Cette inflexibilité a une valeur appréciable. Elle permet de clarifier les objectifs et contraint les banquiers centraux à répondre de leurs décisions. Lorsque la politique monétaire manque de crédibilité, il peut se révéler avantageux que le cadre de mise en oeuvre comporte des éléments inflexibles simples, car ceux-ci témoignent de l'importance qu'attachent les décideurs à cette politique. La réalisation de la cible d'inflation accroît la crédibilité de la banque centrale et crée un cercle vertueux selon lequel une crédibilité accrue en matière de politique ancre davantage les attentes d'inflation, ce qui contribue à une plus grande stabilité de l'environnement macroéconomique, laquelle améliore à son tour la crédibilité de la politique. Nous devons prendre garde de ne pas sous-estimer la valeur de l'heuristique simple qui en résulte ni de minimiser les risques que l'on court en la compliquant.

Quand doit-on alors faire preuve de souplesse?

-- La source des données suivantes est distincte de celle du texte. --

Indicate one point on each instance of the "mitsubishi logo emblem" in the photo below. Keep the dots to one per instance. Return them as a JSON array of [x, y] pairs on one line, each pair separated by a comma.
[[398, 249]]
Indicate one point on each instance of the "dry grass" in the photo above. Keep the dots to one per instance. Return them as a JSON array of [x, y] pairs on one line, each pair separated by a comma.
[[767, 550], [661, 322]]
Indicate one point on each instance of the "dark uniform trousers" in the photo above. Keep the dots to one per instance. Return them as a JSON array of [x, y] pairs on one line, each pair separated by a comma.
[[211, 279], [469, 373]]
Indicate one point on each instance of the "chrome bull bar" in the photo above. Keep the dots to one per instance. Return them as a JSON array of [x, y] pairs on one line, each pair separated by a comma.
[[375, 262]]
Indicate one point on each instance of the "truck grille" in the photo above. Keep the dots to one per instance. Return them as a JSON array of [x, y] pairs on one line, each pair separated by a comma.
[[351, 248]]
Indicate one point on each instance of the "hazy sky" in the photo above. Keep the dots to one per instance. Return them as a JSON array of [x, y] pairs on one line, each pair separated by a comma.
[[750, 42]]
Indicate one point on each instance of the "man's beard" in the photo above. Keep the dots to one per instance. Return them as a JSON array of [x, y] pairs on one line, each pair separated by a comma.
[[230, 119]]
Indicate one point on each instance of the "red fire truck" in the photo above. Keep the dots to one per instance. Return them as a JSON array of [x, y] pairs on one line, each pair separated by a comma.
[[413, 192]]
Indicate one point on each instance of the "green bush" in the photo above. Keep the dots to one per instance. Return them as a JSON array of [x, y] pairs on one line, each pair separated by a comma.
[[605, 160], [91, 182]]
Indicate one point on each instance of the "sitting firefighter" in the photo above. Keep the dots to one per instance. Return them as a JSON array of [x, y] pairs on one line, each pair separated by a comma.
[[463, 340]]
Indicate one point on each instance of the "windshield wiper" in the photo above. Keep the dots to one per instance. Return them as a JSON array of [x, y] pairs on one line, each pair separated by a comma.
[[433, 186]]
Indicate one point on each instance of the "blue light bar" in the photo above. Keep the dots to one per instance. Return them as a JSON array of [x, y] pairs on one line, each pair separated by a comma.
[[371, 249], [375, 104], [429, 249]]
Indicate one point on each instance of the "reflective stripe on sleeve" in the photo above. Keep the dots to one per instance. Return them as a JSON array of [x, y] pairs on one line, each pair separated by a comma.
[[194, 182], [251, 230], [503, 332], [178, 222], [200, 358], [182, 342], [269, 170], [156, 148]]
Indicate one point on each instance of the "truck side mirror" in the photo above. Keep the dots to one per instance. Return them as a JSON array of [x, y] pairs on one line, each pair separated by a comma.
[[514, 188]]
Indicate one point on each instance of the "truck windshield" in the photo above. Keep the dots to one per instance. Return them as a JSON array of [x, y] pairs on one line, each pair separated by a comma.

Une fois la crédibilité acquise et les rouages du cadre de politique mieux compris, pourrait-on conserver cette crédibilité si les paramètres étaient ajustés en fonction des caractéristiques des chocs qui frappent l'économie à un moment donné? Un régime flexible de cibles d'inflation réagit bien lorsque se produisent des chocs temporaires ou ponctuels. La question qu'il convient de se poser est de savoir s'il peut s'adapter pour faire face aux chocs exceptionnels mais prolongés (comme un boom des actifs ou des changements durables engendrés par la mondialisation). Qu'est-ce qui constitue un choc « exceptionnel »? Peut-on s'attendre à ce que les autorités, bénéficiant de la flexibilité voulue, soient suffisamment disciplinées pour s'abstenir de considérer que tous les chocs sont exceptionnellement virulents? Tout le monde estime vivre à une époque intéressante.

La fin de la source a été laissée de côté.